If you cram enough income and enough wealth into the top 1%, the bottom 90% ultimately will explode. In 2016, the explosion is taking place in the form of Donald Trump. In white America, the explosion is well underway. In the latest national poll, Trump leads 47 to 34 among white Americans.
Truth is, the only missing ingredient for Trump is sufficient willingness of non-White America to turn to the authoritarian right. But could an authoritarian more skilled than Trump surmount that hurdle? Time may tell.
So, why the divide between the Democratic establishment and the progressive left? In two words: Differing priorities.
The movement led by Sanders did not really start with him. It started with Occupy, almost five years ago. Remember the Occupy slogan? “We. Are. The 99%.” Now, scroll back up a few paragraphs and check how the 99% is doing. Remember the age demographic of Occupy? What was Sanders’ best demographic?
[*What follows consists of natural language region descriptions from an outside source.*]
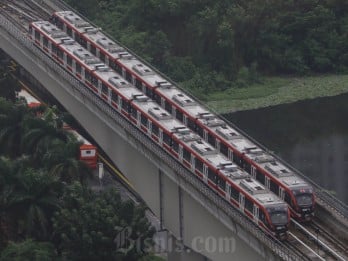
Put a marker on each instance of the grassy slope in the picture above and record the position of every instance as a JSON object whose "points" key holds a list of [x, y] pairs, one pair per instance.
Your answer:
{"points": [[277, 90]]}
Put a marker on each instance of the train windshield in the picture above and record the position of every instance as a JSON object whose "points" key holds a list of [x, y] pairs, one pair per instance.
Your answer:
{"points": [[304, 199], [279, 217]]}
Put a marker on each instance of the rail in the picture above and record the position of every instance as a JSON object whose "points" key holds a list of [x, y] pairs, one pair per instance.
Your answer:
{"points": [[277, 247]]}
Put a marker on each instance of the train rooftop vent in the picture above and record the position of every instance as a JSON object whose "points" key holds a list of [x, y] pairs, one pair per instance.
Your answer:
{"points": [[183, 100], [203, 148], [253, 150], [140, 97], [214, 122], [252, 186], [142, 69], [206, 115], [91, 30], [265, 198], [263, 158], [228, 133], [278, 170], [164, 84], [67, 41], [106, 42], [82, 53], [118, 82], [125, 55], [102, 68], [159, 114], [92, 60]]}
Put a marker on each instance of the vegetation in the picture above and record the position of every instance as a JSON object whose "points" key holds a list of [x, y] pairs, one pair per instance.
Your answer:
{"points": [[47, 212], [232, 47]]}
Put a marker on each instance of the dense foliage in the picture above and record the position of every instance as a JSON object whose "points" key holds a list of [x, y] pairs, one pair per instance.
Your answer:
{"points": [[217, 44], [47, 211]]}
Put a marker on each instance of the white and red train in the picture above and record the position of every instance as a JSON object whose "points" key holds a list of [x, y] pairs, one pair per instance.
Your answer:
{"points": [[268, 170], [87, 153], [213, 168]]}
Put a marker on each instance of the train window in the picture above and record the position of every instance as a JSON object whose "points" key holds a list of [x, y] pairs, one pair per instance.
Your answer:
{"points": [[191, 124], [69, 31], [155, 129], [211, 140], [168, 107], [134, 113], [93, 50], [128, 77], [248, 205], [166, 139], [287, 198], [102, 56], [221, 183], [37, 35], [125, 105], [60, 54], [69, 60], [262, 216], [274, 187], [234, 193], [114, 97], [87, 76], [187, 155], [157, 98], [175, 146], [211, 175], [179, 115], [83, 42], [224, 149], [260, 177], [199, 165], [104, 89], [54, 49], [143, 120], [149, 92], [45, 42], [78, 68]]}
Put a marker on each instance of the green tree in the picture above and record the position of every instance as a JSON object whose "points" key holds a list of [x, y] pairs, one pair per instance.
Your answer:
{"points": [[88, 223], [28, 250]]}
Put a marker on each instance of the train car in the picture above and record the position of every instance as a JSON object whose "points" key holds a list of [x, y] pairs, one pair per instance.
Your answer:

See the connections here?
To many who supported Sanders, the priority is to confront the status quo. From that perspective, they don’t see the urgency in unifying behind Hillary Clinton. Most would prefer her to Trump if forced to choose, but they don’t believe in either of them. Heck, some even will explore the possibility of Jill Stein.
Those Sanders supporters, many new to the political process, are frustrated. Sanders spoke to that frustration. Now, they’re being asked (or, quite often, told) to put their frustration aside to beat the evil Trump. The problem is that the evil they see is economic injustice, not Trump.
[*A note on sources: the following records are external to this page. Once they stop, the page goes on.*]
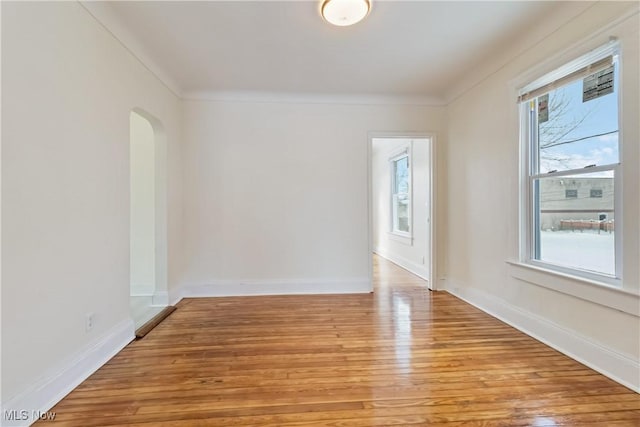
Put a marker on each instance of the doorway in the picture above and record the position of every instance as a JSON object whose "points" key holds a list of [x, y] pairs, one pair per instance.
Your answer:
{"points": [[147, 225], [401, 202]]}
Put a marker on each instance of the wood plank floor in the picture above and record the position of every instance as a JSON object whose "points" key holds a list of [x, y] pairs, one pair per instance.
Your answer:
{"points": [[402, 356]]}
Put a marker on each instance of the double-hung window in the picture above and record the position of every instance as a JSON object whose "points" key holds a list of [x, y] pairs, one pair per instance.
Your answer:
{"points": [[571, 168], [400, 166]]}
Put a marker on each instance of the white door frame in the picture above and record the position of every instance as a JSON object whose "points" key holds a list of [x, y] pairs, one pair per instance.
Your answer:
{"points": [[431, 136]]}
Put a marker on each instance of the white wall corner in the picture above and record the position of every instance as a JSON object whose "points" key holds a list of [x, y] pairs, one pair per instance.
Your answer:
{"points": [[104, 14], [412, 267], [229, 288], [617, 366], [57, 383]]}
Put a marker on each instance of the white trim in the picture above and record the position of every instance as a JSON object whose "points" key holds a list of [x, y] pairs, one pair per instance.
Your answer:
{"points": [[160, 299], [311, 98], [579, 287], [530, 168], [60, 381], [400, 237], [617, 366], [433, 174], [142, 291], [238, 288], [410, 266]]}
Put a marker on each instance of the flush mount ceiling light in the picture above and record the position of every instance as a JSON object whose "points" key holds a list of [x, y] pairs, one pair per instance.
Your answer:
{"points": [[345, 12]]}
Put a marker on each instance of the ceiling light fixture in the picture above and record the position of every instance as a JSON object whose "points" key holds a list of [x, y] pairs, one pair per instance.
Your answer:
{"points": [[345, 12]]}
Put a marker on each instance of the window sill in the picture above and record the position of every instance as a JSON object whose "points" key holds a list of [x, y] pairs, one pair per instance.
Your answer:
{"points": [[403, 238], [597, 292]]}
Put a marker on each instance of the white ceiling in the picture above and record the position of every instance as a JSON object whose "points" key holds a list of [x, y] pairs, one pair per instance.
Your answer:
{"points": [[417, 48]]}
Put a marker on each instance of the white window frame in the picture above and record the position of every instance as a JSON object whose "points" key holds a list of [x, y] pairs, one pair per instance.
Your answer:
{"points": [[406, 152], [530, 172]]}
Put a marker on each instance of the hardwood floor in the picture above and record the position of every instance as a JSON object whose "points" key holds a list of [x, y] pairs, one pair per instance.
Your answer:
{"points": [[402, 356]]}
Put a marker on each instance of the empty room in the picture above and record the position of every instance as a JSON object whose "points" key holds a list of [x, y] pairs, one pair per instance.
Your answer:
{"points": [[320, 213]]}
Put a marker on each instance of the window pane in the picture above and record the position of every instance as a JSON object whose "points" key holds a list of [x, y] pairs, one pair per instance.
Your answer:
{"points": [[401, 199], [576, 232], [576, 129], [401, 175], [402, 212]]}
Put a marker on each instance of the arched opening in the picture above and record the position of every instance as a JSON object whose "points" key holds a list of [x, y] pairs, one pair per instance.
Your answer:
{"points": [[147, 168]]}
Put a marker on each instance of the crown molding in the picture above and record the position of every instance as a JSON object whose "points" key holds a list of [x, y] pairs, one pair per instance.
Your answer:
{"points": [[504, 55], [311, 98]]}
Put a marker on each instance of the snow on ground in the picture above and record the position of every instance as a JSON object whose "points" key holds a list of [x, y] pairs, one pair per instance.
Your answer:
{"points": [[587, 250]]}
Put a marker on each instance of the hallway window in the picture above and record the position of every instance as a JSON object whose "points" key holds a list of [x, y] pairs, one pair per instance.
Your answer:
{"points": [[401, 193], [569, 125]]}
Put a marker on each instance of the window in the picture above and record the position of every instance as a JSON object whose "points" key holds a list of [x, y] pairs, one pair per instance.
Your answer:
{"points": [[401, 194], [569, 128]]}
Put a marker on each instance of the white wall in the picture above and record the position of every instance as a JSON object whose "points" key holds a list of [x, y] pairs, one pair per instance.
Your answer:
{"points": [[276, 193], [68, 88], [597, 325], [143, 210], [410, 253]]}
Part of that frustration may be that their champion, Sanders, couldn’t quite meet the challenge. He did some amazing things. But he missed opportunities as well. He failed to connect in a meaningful way with Black Americans. Truth is, a slightly more skilled candidate with the same worldview as Sanders could have pulled it off. The frustration here for the progressive left is not with Sanders, but with a political process that allowed minor shortcomings to bring down a seemingly true champion of economic justice.
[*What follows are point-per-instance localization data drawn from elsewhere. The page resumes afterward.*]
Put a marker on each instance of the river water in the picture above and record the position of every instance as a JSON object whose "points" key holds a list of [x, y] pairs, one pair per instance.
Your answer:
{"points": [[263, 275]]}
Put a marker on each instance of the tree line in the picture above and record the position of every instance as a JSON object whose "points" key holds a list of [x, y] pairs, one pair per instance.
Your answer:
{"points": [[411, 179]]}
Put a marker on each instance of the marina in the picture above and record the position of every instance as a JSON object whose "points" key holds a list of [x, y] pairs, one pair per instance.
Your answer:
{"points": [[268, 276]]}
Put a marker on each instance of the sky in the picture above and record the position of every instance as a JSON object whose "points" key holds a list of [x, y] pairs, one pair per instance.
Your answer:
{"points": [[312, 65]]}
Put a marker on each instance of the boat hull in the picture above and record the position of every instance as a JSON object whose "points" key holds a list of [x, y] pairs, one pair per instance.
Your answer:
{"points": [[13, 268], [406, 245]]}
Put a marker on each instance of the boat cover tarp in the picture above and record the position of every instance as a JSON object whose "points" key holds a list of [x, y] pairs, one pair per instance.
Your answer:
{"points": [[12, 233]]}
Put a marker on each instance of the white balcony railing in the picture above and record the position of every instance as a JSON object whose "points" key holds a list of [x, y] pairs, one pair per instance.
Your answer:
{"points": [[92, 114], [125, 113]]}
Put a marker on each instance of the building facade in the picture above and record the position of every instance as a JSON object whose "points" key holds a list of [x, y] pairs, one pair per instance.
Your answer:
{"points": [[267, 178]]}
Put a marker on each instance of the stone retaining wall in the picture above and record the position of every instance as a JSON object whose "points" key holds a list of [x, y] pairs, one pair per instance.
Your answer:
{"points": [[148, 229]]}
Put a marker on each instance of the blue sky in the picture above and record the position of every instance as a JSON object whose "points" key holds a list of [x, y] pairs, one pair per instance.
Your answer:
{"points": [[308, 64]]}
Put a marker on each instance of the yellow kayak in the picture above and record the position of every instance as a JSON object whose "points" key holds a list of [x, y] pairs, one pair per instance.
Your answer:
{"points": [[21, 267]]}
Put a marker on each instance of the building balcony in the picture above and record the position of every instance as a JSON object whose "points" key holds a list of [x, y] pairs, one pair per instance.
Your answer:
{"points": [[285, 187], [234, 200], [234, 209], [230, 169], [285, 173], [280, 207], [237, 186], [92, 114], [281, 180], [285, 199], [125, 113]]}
From the Democratic establishment’s perspective, the priority is entirely different. To them, it’s time to seize the moment. The Republican Party has been playing with fire courting nativists and racists. Now, it’s been exposed though the nomination of Trump and about to get burned. From their perspective, nothing is more urgent than the Democrats rallying behind an experienced, credentialed candidate. And Hillary Clinton is nothing if not experienced and credentialed. This is not the time to worry about petty squabbles over trade deals and military policy. It’s time to join forces to defeat the greater evil. Once that’s behind us, we can begin to move in the right direction.
If that’s how we got here, what’s the way forward?
I wish there were an easy answer, but I’m not seeing one. Scroll back one more time to those figures on the income share of the 1%. If that gets worse, or even if it stays the same, one of two things will happen:
Either a champion of economic justice from the progressive left more skilled than Sanders will rise to power.
Or an authoritarian more skilled than Trump will.